The Perfect Comeback.

I have a very bad habit of going over unfortunate events in my mind after they have happened. And I often find that the perfect response will occur to me long after the time to have made it has passed. As happened yesterday.

I have a car where the hatchback is moved up and down by a push button, rather than having to be lifted or lowered by hand. As I was opening it in the grocery store parking lot yesterday, an elderly and somewhat untidy man was walking by.

 "Wouldn't you like it if your husband had a button like that?" he said, jovially.
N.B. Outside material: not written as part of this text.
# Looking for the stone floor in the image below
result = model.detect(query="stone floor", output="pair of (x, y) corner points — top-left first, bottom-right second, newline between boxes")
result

I was rendered speechless. There is nothing, NOTHING, about me that ought to render me vulnerable to even mild misogynist jokes. I am an old and somewhat untidy lady. wearing a shapeless coat and with short white hair. What is with the 'all women want sex' message to someone like me? I just stared at the poor idiot and he trotted on, chuckling.

About half way home (half an hour drive), it came to me. What I should have said.

"This  button also shuts it up. If you have a similar button, allow me to use it."

Oh well.


  1. Sigh. Men. Here in the US, I find myself particularly annoyed with all of them at present, just On Principle.

    They are lately empowered--they think--to say anything at all to anyone, especially women. I simply say, loudly, to all of them, "Why are you talking to me!?" It usually frightens them into shutting up and scurrying away.